# lighting suggestions for a beginner



## silas k. (Apr 24, 2007)

hello everyone,

i've been wanting to start a planted tank for a while. everything i've read states 2-4 watts per gallon. as a beginner i'd like to stay on the low end with 2 wpg to start. could someone recommend an economical way to do this with a 20H and a 30 gallon. at present i don't have a hood or top for either one. most solutions i've found seem to offer either too much light or not enough. any suggestions would be great. Thanks,

Silas


----------



## DonaldmBoyer (Aug 18, 2005)

I would think that you should be able to get one 65 watt compact fluorescent fixture with legs that can attach to the light. Check out some of the sponser's websites here....they are pretty reasonable! Otherwise, you can always get a couple of regular fluorescent fixtures at your local fish store. Or one double strip fluorescent.......make sure you get the right length for your 20H!!

I think that there are people here that have really nice DIY's, but you would probably need a hood. I would think that in the end, it would be cheaper to go out and buy normal output fluorescents. They are easy to control, the fixture is a "one-time" buy, the bulbs last pretty long, and when you need to change them, they are relatively inexpensive, and they run cool, which means they won't heat up your tank water to 890 degrees F.


----------



## freydo (Jan 7, 2006)

you can also get pre-made hoods from AHSupply:

http://www.ahsupply.com/


----------



## RllnRck (Mar 31, 2007)

I bought my light here. http://www.aquatraders.com.

I have yet to see anyone come close to their prices, and I've had no problems with the quality.


----------



## K20A2 (Aug 12, 2006)

I have a couple of these fixtures. They're small, cheap to buy, make the tank look good, and are def. on the low light side of things.

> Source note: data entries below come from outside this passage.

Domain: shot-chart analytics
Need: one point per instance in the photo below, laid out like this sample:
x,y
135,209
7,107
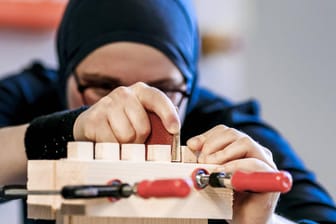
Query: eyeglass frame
x,y
81,89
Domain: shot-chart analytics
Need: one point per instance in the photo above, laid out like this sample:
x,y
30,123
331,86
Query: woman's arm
x,y
13,160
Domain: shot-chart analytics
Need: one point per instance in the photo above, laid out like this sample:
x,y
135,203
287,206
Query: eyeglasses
x,y
91,93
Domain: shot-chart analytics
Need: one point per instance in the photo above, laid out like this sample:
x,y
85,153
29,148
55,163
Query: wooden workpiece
x,y
161,157
208,203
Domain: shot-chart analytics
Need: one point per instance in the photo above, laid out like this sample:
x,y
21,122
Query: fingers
x,y
156,101
221,145
121,116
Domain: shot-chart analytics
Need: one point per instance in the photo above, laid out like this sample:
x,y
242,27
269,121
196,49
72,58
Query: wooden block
x,y
208,203
159,134
160,153
41,176
100,220
107,151
188,156
133,152
80,150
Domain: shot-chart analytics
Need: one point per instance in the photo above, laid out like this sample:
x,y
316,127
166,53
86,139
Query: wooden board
x,y
199,206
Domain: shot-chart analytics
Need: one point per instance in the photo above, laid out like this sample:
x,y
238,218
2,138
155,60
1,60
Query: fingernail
x,y
174,128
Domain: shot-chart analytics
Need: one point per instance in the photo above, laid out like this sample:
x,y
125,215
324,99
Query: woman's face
x,y
123,64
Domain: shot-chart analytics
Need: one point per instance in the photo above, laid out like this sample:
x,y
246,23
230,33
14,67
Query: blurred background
x,y
279,52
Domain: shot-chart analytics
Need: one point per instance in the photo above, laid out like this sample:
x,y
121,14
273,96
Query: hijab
x,y
167,25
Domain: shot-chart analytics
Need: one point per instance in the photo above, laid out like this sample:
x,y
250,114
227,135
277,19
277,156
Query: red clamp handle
x,y
262,181
163,188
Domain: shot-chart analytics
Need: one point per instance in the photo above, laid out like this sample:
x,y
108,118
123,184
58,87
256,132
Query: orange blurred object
x,y
31,14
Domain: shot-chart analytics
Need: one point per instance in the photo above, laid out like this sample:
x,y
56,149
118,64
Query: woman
x,y
121,59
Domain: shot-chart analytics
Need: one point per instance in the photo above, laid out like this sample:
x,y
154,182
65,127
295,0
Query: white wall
x,y
291,68
19,47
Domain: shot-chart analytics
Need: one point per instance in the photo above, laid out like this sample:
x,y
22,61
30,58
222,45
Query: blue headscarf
x,y
167,25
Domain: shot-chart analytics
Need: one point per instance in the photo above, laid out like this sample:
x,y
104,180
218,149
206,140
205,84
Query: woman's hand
x,y
121,116
234,150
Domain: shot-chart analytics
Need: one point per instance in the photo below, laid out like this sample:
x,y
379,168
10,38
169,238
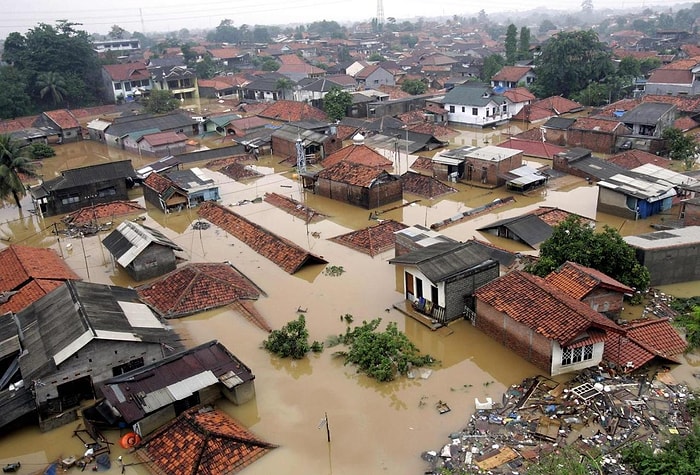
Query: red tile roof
x,y
203,442
631,159
157,182
351,173
29,273
90,214
642,341
533,148
519,94
423,185
28,294
294,207
63,118
539,305
511,73
372,240
361,154
279,250
597,124
579,281
19,264
195,288
127,71
292,111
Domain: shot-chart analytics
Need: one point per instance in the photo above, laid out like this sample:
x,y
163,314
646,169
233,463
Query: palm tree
x,y
14,162
52,83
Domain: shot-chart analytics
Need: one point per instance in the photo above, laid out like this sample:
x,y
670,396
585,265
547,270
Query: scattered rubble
x,y
597,413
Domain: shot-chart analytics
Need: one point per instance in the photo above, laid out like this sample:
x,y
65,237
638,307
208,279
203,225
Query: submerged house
x,y
72,340
359,185
142,251
148,397
439,280
178,189
542,323
85,186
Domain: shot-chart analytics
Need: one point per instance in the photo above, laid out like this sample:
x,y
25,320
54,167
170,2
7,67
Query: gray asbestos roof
x,y
472,96
58,325
443,260
130,239
528,228
666,238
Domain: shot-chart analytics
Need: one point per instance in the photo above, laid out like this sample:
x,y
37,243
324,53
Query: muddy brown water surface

http://www.bigalsonline.com/BigAlsU...4/cl0/coralifefwt5aqualightdoublestriplight24


----------



## silas k. (Apr 24, 2007)

i had looked at those coralife T5s but they seem a bit too low in wattage. 42W for a 30 gallon would be 1.4 wpg. but then if you step up to compact the lowest wattage for 36" is 96W which is much more than i wanted. 

or maybe it's not. that's what i'm unsure of. what i was hoping to do with 2 wpg was not make things too complicated. i was hoping to get by without using CO2 injection, or maybe dose with Flourish Excel. and not have to use too much fertilizer. am i misguided in my thinking? would i need those things anway?

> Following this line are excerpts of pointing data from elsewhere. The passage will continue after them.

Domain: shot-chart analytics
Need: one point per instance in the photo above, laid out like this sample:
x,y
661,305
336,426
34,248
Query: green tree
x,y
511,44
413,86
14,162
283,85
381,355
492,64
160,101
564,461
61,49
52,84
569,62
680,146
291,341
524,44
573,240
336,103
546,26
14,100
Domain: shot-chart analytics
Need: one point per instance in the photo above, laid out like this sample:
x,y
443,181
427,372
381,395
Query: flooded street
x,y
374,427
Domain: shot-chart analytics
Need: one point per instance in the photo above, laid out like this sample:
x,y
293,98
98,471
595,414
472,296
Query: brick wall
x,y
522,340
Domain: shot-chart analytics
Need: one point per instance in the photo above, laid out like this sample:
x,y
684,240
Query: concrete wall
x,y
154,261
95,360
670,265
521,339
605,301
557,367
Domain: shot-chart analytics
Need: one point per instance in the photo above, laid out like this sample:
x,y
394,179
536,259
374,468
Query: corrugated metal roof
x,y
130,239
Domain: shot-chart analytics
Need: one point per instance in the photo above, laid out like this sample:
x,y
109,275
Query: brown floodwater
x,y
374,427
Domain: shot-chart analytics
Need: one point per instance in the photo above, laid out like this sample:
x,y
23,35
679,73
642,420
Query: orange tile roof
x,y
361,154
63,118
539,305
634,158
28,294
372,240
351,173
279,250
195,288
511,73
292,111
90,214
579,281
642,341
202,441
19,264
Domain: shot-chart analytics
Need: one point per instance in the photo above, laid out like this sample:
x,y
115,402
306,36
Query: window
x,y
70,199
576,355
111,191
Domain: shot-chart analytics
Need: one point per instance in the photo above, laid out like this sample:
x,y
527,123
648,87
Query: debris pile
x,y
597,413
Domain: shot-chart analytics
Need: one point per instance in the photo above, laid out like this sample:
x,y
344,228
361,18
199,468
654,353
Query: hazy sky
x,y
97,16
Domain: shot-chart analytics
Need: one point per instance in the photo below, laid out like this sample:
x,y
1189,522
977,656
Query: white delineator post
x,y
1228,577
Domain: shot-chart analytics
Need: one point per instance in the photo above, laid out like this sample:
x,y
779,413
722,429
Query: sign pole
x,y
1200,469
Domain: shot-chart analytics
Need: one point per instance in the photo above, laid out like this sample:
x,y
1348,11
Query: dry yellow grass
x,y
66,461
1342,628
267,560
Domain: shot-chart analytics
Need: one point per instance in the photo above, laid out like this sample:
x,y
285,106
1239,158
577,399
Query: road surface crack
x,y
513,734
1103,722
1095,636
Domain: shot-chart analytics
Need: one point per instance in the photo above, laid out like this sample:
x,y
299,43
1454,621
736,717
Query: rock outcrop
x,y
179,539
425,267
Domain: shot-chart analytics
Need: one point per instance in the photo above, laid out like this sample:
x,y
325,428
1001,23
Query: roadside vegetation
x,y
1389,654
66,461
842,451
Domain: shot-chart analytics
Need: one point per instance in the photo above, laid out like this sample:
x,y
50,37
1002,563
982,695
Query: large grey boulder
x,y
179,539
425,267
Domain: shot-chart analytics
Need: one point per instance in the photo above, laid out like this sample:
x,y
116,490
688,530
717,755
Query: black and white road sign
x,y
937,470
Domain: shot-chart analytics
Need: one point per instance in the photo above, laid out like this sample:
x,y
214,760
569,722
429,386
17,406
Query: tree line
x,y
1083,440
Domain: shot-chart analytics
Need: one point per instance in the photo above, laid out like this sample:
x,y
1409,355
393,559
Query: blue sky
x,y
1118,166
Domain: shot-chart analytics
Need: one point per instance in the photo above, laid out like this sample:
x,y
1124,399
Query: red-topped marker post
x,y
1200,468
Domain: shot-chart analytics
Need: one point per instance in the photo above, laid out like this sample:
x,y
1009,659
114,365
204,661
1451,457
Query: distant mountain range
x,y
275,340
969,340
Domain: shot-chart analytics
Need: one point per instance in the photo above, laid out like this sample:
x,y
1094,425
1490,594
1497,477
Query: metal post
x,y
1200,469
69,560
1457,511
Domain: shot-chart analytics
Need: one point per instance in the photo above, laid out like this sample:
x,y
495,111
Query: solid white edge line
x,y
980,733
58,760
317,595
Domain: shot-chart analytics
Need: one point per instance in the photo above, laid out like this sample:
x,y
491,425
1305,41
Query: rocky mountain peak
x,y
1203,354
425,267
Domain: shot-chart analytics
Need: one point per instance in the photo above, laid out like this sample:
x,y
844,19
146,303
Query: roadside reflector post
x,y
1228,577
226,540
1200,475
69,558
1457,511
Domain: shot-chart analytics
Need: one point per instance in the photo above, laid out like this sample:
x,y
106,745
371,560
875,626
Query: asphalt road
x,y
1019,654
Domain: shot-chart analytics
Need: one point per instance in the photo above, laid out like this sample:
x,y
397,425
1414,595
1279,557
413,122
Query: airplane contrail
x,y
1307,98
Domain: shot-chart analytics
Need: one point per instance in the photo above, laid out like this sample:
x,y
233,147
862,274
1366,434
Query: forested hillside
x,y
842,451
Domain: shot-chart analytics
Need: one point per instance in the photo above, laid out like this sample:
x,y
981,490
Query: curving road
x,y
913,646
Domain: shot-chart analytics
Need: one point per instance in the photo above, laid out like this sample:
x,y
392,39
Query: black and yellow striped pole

and if i were to go with 96W or 3.2 wpg would i definitely have to get serious about CO2 and ferts?


----------



## DWIZUM (Jun 8, 2006)

If you get something that's "too much" light, you can always raise it up or add a glass panel under it to lower the intensity. Then, later on, if/when you decide you want to step up to something more high-end, you can just lower it or remove the obstruction and you're set.

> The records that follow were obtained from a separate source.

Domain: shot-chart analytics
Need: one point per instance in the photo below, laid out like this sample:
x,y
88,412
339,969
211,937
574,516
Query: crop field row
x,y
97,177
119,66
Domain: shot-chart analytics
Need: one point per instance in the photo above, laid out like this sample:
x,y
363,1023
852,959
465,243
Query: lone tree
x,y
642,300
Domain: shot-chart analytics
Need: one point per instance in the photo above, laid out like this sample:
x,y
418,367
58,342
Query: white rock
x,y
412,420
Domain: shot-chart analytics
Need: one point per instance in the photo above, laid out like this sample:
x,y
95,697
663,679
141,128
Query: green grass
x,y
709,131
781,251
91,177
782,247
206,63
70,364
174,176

Lighting is one thing in this hobby that I wouldn't skimp on too much. Look at all the threads from people trying to add more light to poorly planned tanks, vs threads where people are complaining of too much light (don't know if I've ever seen one of those!)

Oh, and CO2 might seem complicated, but honestly - if you get a pressurized system, it's practically "set it and forget it" easy. It might seem like a big investment up front, but it'll increase the range of plants you can keep, help stabilize things, and really doesn't add much maintenance.


----------



## K20A2 (Aug 12, 2006)

You may end up spending a little more but I think it's generally a good idea to start on the lower/moderate light side of things and then work your way up. At least, thats is what I did. 

I ran a 65w PC light over my 36" long 30G tank for about 6 months. I got good growth but always had the problem of having shaded areas of my tank since the light fixture wasn't long enough. So eventually I added a 55 w AH supply retro fit kit to up the light. Without CO2 things started to go downhill so I rigged up a DIY yeast mixture until I had the money to buy a pressurized system.

So long story short, I now use one of those coralife T5 fixtures I mentioned for 10 hours a day, and my 55w AH supply fixture for a 4 hour burst. I do have a pressurized CO2 system as well, plus I hit it up with my own little fert regime. 

I think if you add the 96w fixture you will def. want to keep a decent level of CO2 in there or your going to go nuts trying to fight the algae. Also it depends on what kind of plants you want to grow and how you want your tank to look. 

Just remember to take it easy and have fun with this! I'm no expert by any means, I still have a TON to learn but I don't let it become a chore, ever.


----------



## silas k. (Apr 24, 2007)

is there a resource that defines tank setups in regards to low/med/high tech?

such that it would suggest X watts of light is considered (blank) tech level and would require Y amount of C02 and Z amount of ferts.

or a guide that tells you how much light you can use before you need to start adding CO2 and ferts and then expands on that proportionally?


----------



## K20A2 (Aug 12, 2006)

Hmmm... nothing that I really know of, but someone else might have a link to put up. 

I would say its safe to figure that anything pushing 3 wpg is calling for a CO2 set up. I tried to push the envelope, (as I always do) and up my light without a good source of carbon and algae took over. 

My 30G is my main deal, so maybe I could suggest a place to start. What are the dimensions of your 30G?


----------



## silas k. (Apr 24, 2007)

i have a standard sized 30. the dimensions are 36L x 12W x 16H.

so you're saying that if i have 2.6 wpg like the 36" fixture here would give me: http://www.marineandreef.com/shoppro/power_novaXtremeFresh.htm

that i may not need CO2? what about ferts?


----------



## Edward (May 25, 2004)

DWIZUM said:


> Oh, and CO2 might seem complicated, but honestly - if you get a pressurized system, it's practically "set it and forget it" easy. It might seem like a big investment up front, but it'll increase the range of plants you can keep, help stabilize things, and really doesn't add much maintenance.


 Well said.

Light? Don't worry; it can always be adjusted by lighting period. Without CO2 you can grow some plants, but with just a little CO2, any plant. Nutrients? Yes, plants do need fertilization to grow.


----------